Like any country, Malaysia has plenty of issues when it comes to football: the role of foreign players in the domestic league, whether the love for the English and the European league damages the local game and just how this once-proud football nation can return to the upper echelons of Asia.
But Article 88 is less common. It sounds a little threatening, like something out of a science fiction novel set not too far in the future. In practice too, it can intimidate. A number of people working in Malaysian football were approached for their opinion on the rule for this article yet refused to discuss it on the record for fear of being charged with it.
Traditionally, Article 88 of the statutes of the Football Association of Malaysia (FAM) stipulated that only the president and the general secretary of the organisation were allowed to talk to the media on football policy in the country.
What this means in practice was that any criticism of the way football was run in the country can be punished. While it may sound futuristic, many think this relic of the past is holding the country back.
In the seventies, the team was respected around Asia. The team appeared at the 1972 Olympic Games and took bronze at the Asian Games in the same year. With a host of stars, the Tigers were capable of defeating anyone in Kuala Lumpur.
These days however, the situation is not quite so healthy. The team has not qualified for the Asian Cup since 1980 and the 2015 edition is looking like a tall order.

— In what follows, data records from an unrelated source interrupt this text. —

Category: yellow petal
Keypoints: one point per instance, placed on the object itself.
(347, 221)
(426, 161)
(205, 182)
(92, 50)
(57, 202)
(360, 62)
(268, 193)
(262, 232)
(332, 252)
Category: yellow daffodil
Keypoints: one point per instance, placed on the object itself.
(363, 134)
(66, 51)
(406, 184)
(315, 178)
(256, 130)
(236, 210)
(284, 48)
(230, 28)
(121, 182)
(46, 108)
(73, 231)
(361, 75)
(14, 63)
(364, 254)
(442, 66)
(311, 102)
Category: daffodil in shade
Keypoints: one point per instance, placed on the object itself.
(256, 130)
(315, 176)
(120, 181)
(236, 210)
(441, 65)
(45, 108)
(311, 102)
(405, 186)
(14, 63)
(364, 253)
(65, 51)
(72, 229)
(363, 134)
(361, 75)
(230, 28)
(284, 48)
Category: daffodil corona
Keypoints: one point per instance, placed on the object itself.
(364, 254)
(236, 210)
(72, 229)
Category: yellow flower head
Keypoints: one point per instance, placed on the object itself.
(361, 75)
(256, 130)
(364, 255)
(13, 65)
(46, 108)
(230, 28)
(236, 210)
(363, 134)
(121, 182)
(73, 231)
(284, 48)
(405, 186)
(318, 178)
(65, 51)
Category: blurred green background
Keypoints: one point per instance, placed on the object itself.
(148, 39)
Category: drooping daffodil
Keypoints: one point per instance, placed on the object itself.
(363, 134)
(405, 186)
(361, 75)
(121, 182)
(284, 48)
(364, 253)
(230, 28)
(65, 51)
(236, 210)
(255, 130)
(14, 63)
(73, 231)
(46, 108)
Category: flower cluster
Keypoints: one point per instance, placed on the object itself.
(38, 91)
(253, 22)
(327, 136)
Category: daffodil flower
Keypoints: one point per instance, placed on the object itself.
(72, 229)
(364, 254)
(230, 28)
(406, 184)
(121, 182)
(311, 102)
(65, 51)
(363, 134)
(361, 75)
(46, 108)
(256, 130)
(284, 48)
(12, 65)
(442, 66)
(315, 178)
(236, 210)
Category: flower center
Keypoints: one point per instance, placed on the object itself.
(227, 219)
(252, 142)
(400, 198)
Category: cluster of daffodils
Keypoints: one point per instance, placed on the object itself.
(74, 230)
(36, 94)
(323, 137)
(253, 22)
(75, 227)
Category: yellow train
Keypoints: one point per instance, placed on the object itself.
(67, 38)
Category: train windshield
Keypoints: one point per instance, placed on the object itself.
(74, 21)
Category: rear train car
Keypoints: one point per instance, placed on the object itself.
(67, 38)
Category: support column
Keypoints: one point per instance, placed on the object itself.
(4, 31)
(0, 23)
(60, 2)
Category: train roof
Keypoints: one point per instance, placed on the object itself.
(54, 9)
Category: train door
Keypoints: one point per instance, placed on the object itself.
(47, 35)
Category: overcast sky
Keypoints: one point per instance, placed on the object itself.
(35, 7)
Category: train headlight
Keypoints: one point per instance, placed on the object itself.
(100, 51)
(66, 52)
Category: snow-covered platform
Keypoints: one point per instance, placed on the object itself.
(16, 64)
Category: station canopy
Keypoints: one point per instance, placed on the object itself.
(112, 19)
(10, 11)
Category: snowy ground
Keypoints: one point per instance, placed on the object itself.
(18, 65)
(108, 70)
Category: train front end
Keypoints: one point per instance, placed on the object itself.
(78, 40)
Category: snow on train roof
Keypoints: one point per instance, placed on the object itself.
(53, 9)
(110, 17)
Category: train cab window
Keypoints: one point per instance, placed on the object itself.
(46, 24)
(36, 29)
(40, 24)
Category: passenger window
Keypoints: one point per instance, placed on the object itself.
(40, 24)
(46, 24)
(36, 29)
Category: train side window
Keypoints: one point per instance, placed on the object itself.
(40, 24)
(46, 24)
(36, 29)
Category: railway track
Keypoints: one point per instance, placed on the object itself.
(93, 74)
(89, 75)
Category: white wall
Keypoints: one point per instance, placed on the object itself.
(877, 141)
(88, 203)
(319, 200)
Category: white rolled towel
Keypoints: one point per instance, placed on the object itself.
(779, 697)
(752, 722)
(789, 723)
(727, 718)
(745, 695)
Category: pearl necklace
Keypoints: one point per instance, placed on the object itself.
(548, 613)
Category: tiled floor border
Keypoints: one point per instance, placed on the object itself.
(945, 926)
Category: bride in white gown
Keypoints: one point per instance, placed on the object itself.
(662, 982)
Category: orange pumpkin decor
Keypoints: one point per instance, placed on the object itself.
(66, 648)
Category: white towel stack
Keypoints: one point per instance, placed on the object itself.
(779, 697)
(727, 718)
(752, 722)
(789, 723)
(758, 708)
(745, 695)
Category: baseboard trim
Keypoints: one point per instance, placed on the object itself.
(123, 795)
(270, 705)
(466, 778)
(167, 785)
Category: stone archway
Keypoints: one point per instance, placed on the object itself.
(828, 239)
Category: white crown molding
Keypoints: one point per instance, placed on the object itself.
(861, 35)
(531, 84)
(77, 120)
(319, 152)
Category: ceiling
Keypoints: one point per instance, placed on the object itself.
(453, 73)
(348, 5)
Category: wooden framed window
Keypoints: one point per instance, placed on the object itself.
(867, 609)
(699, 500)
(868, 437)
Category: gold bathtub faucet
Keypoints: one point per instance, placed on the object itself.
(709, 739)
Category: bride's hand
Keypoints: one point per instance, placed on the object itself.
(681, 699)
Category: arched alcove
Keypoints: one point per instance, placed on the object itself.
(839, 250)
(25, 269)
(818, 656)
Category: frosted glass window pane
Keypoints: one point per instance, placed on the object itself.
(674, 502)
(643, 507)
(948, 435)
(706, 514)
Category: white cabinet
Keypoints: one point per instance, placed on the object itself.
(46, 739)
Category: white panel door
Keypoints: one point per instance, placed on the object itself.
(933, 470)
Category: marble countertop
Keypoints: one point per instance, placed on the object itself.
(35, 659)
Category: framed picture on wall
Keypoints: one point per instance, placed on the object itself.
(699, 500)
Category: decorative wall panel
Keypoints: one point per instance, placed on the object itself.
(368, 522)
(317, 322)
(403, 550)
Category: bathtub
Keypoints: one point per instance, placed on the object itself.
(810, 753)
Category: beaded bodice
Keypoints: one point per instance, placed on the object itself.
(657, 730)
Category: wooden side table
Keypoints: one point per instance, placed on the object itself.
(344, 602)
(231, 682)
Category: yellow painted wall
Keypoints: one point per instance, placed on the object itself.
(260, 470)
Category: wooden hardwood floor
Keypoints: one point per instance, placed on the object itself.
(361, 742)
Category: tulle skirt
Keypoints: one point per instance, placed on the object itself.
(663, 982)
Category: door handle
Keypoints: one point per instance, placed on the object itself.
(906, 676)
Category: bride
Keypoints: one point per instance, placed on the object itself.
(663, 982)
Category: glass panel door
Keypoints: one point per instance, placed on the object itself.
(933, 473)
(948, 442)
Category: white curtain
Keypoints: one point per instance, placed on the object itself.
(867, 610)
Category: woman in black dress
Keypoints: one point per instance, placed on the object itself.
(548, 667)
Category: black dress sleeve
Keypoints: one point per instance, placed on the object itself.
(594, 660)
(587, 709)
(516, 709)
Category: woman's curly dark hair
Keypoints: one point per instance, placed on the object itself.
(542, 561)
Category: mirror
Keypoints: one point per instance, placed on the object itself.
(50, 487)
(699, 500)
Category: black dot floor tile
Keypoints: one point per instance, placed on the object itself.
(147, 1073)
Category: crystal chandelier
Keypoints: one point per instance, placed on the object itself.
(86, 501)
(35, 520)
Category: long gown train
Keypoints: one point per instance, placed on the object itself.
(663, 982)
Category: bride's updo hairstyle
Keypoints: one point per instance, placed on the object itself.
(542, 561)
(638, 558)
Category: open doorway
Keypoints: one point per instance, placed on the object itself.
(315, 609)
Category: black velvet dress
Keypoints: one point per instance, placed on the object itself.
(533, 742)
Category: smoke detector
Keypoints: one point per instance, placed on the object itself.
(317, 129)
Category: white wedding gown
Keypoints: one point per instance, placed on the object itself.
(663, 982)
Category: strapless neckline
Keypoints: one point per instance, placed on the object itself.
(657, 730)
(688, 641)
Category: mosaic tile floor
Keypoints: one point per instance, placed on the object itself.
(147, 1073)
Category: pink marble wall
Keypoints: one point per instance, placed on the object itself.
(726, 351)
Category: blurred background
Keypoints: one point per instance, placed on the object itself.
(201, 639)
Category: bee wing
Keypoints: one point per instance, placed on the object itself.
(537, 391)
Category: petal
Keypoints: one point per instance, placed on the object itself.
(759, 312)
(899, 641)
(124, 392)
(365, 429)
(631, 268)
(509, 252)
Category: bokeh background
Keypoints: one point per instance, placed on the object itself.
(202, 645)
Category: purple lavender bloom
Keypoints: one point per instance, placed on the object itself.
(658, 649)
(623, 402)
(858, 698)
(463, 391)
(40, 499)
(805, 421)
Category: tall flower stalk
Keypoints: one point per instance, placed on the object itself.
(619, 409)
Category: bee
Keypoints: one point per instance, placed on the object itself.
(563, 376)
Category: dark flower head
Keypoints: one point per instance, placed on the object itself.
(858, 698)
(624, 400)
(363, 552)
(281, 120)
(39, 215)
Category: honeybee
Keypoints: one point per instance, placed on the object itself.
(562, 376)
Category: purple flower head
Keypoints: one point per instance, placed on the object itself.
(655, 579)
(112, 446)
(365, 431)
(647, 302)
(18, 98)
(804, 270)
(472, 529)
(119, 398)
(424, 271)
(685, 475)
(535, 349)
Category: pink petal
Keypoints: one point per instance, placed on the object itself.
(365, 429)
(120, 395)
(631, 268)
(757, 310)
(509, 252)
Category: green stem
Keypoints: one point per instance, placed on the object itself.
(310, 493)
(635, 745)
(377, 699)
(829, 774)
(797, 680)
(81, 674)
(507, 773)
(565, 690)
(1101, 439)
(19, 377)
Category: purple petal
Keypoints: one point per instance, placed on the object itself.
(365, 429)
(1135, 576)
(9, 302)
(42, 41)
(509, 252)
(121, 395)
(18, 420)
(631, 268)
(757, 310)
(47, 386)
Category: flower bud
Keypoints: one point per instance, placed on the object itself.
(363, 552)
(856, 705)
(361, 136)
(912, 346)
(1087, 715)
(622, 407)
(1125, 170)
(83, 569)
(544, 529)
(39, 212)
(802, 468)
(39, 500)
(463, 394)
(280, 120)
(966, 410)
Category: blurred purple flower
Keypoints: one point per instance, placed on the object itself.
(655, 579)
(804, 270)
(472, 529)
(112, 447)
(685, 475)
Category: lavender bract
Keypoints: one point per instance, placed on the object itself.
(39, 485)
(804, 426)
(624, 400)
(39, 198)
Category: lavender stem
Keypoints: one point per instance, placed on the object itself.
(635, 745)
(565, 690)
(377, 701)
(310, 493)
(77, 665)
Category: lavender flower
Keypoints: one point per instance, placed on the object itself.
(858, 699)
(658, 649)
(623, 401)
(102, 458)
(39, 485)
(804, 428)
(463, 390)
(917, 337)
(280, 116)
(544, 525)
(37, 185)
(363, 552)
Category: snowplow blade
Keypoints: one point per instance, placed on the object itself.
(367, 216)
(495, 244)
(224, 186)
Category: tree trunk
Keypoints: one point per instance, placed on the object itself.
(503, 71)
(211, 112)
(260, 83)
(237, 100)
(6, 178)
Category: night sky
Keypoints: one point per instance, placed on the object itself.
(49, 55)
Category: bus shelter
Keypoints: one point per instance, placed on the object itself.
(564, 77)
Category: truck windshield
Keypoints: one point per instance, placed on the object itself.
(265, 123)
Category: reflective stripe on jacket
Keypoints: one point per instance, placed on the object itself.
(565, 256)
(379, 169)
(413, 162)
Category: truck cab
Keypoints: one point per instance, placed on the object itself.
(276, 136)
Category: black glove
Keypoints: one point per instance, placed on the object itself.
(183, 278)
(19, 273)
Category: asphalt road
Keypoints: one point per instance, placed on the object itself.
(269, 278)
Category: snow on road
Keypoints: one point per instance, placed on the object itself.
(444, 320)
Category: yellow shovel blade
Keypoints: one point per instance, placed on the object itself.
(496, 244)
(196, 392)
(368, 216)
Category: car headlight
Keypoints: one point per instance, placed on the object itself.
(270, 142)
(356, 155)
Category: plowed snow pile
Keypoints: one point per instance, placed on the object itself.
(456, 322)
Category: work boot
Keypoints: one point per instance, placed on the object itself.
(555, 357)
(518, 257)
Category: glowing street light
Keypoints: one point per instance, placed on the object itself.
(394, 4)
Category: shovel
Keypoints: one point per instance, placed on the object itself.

In 2011, the then- national team coach B. Sathianathan was banned for six months after criticising the quality of the Malaysian league. In March, present coach K Rajagopal was also charged with violating the statutes for lamenting the absence of good local strikers in the domestic league.
In total, eight people, coaches and various state FA officials have been punished under the rule over the years.
The rule tends to frustrate people in the game as they feel they can’t speak their mind. Messy and personal slanging matches would not benefit anyone but free and frank debate about the football scene could be exactly with the Malaysian game needs.
Most would prefer to see it abolished. In a March opinion poll in national newspaper The Daily Star, 90% of the 4,000 respondents demanded the rule be erased from the statute books completely with just six percent supporting amendment.
The FAM has finally decided to amend Article 88... I hope there will be real changes, but we will only know once FAM enlightens us as to what they plan to introduce or amend
"Article 88 has been in the rules of FAM which copies the rules of FIFA for a long time now,” Sathianathan told Al Jazeera.
"The only difference is the way rules are enforced freely on certain individuals who seem to criticize FAM or its officials.
"As long as our football does not improve, there will be many parties that will continue to criticize FAM . The interpretation of the law is according to the wisdom of the people who run the association. Removing it or keeping it does not really matter. If the FAM use Article 88, they should use discretion and fairness.”
The association has at least agreed to amend the article though this may not be quite the breakthrough that it sounds.
An August congress held in Kuala Lumpur ruled that other FAM officials could talk to the media about the state of football in the country.
It remains to be seen what effect this has in practice. FAM vice-president Datuk Afandi Hamzah poured cold water on the hopes that a new era of free speech was about to start. He said that FAM’s Executive committee will: 'come up with a list of guidelines on dealing with the media before it is circulated to FAM's affiliates so that no more problems arise regarding Article 88.'
Haresh Deol, the news editor of The Malay Mail is curious as to what will happen.
"The FAM has finally decided to amend Article 88," he told Al Jazeera.
"I hope there will be real changes, but we will only know once FAM enlightens us as to what they plan to introduce or amend.
"It is the right of an individual to express his thoughts but just like the press, one has to ensure it is based on facts. I believe what is holding Malaysian football back is there's just too much talking and not enough working."